When my Mom reported her missing that evening, her friends lied about where she was. They thought they were doing her a favor. Shortly after calling the Police, they came to my Mother’s home with a ring my sister had been wearing to do a preliminary ID. That is the moment, the point where all the air is sucked out of your life and it sort of becomes like you are watching a movie. We then had to decide who would go do the identification, thankfully my sister’s step mother volunteered. The media was calling our homes and knocking on doors looking for quotes. We had to keep the funeral quiet to avoid news cameras at the grave site.

The strain and emotional impact this had on my Mother was just too much. She was just 54 years old when I buried her with my sister.It was 9 months after my sister’s death, and one day before the trial started.

The trial process is intended to help you find closure and justice. In some ways that is true. But, the reality is, it is just day after day of pain and revisiting the most painful thing you’ve ever experienced. Shortly after the preliminary hearings, the District Attorney told us she’d be pursuing adult charges and a life sentence due to the violence and premeditation of the crime.

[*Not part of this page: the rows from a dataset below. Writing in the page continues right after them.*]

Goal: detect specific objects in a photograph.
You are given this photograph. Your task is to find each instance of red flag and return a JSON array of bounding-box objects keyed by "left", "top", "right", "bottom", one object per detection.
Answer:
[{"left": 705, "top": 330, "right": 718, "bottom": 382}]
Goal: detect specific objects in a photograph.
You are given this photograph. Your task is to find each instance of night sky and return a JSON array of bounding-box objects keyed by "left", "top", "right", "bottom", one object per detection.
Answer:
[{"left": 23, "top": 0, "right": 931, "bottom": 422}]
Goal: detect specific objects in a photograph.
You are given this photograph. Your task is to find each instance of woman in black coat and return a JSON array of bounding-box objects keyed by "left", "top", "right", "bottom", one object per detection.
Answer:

We sat through juror selection, trying to find people who hadn’t heard all of this on the news and formed an opinion. And then the trial began. I can still vividly describe the images of my sister’s body that the coroner used during his testimony. I actually had nightmares about it for months after the trial ended. The police explained that they were able to identify shoe prints on her pregnant belly from her killer. He, had gone home, showered, and went about his day after leaving her, with his child inside her, to bleed to death in the school yard.

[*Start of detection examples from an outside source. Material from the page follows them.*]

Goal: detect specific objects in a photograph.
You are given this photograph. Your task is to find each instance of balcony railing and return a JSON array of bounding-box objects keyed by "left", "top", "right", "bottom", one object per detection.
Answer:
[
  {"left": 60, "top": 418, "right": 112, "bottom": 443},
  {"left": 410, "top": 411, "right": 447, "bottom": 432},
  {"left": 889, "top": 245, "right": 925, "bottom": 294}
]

In the end, after several weeks in court, he was found guilty, and subsequently sentenced to Life without Parole. We all walked away with the relief that the justice system had provided the best they could for us to move on. We believed that we would never have to revisit the judicial process for her case. We thought we could try to find our way out of the emotional abyss this had created. We accepted the word of the justice system that he would never be free.

As I write this, the momentum and media focus on the ‘poor’ kids serving these sentences is rampant. Both the Federal and State governments are investigating changes to these laws that allow life sentences to Juveniles offenders. It is perfectly understandable that people who have never heard a coroner describe their loved ones last moments might support this kind of action. If it must be that the courts will go that way, it is morally imperative that any such decision not be retroactive. We had our verdict, and it was just, we should not have to testify and relive that pain every year, or every so many years in order to preserve what the law promised us to be.

I pray that no one else ever has to go through this experience, and if they do that the justice system is there to offer them what is just.